Countess di Frasso entertained lavishly in her mansion. Her customary guest lists included a “Who’s Who” of the entertainment industry: Orson Wells, Frank Sinatra, Cary Grant, Barbara Hutton, Clark Gable, Carole Lombard, Rita Hayworth, Judy Garland, Elizabeth Taylor, Gene Kelly, Jack Benny, Charlie Chaplin, Desi Arnaz, Lucille Ball and José Iturbi. Iturbi would often visit and on select occasions perform for their mutual Hollywood friends.

Beguiled over the course of his many visits, Iturbi dreamt of owning the mansion someday. His collector’s instincts made its contents desirable as well — the custom Art Deco vanilla leather box sofa where Cary Grant once sat, the Steinway baby grand piano where Iturbi played Chopin and the ‘boogie-woogie,’ the green painted enamel top Rococo Revival dining table where Charlie Chaplin once shared plans for his next film with the Countess, Iturbi and their mutual friends.
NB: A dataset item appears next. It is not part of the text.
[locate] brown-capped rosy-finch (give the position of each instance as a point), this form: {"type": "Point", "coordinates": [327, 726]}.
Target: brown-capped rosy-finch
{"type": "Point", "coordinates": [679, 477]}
In 1947, Iturbi purchased the home complete with the Countess’ furnishings, the fine art and even the silver place settings. Thus began a lifetime of collecting, enhanced by preservation of and admiration for his new home and its environment. Iturbi’s mansion was his haven from a hectic career which at its peak included more than 250 concerts each year – performances scheduled to enable his appearances in seven feature films for Metro-Goldwyn-Mayer, including: Two Girls and a Sailor (1944), Holiday in Mexico (1946), Anchors Aweigh (1945) and That Midnight Kiss (1949).

Until his death in 1980, José Iturbi lived with Marion Seabury in the Countess’ former home, preserved as a time capsule of Hollywood’s Golden Age. Following his passing, Seabury worked tirelessly to establish The José Iturbi Foundation. This not-for-profit organization is dedicated to continuing Iturbi’s legacy and bringing the public’s attention to today’s finest emerging classical pianists and vocalists.

The property on offer from the Estate of José Iturbi and Marion Seabury is international in scope. Highlights include a cubist masterwork by Georges Braque titled Nature Morte, 1929, estimated to sell for $200,000 to $300,000. Additional works of fine art from the Estate include two desirable bronze sculptures by Remington, each expected to garner bids as high as $300,000, paintings by artists Tamayo and Fortuny, with works on paper by Rodin.

Furniture from the Beverly Hills mansion includes a Portuguese ivory mirror (est. $6/8,000) and a Verdue garden tapestry (est. $8/12,000) along with other 18th and 19th century pieces of Italian and Spanish furnishings. Among the highlights are the superb commissions of Elsie de Wolfe, including a mirrored bedroom set designed for the Countess, a circa 1936 Art Deco vanilla leather box sofa (est. $5/8,000), and a mirrored backgammon table (est. $3/4,000). Several upright and grand pianos (estimates range from $300/7,000) are to be offered, as well as an antique music stand and Iturbi’s Edwardian silver-mounted bone conductor’s baton (est. $150/250).

The proceeds from the June 2nd auction will benefit the José Iturbi Foundation. The organization pays tribute to Iturbi’s dream and lifelong ambition to make classical music accessible to all as part of our daily framework. Each year, the Foundation sponsors an international music competition hosting 48 of the world’s most gifted young classical pianists and singers, and offering the largest cash prizes of any competition to assist them in their career ambitions.

The Estate of José Iturbi and Marion Seabury will be offered at auction on June 2, 2008. Public previews open — Friday, May 30 and Saturday, May 31 (10am-5pm, each day), continuing on Sunday, June 1 (from Noon-5pm). The illustrated auction catalog will be available online at in the weeks preceding the sale and previews.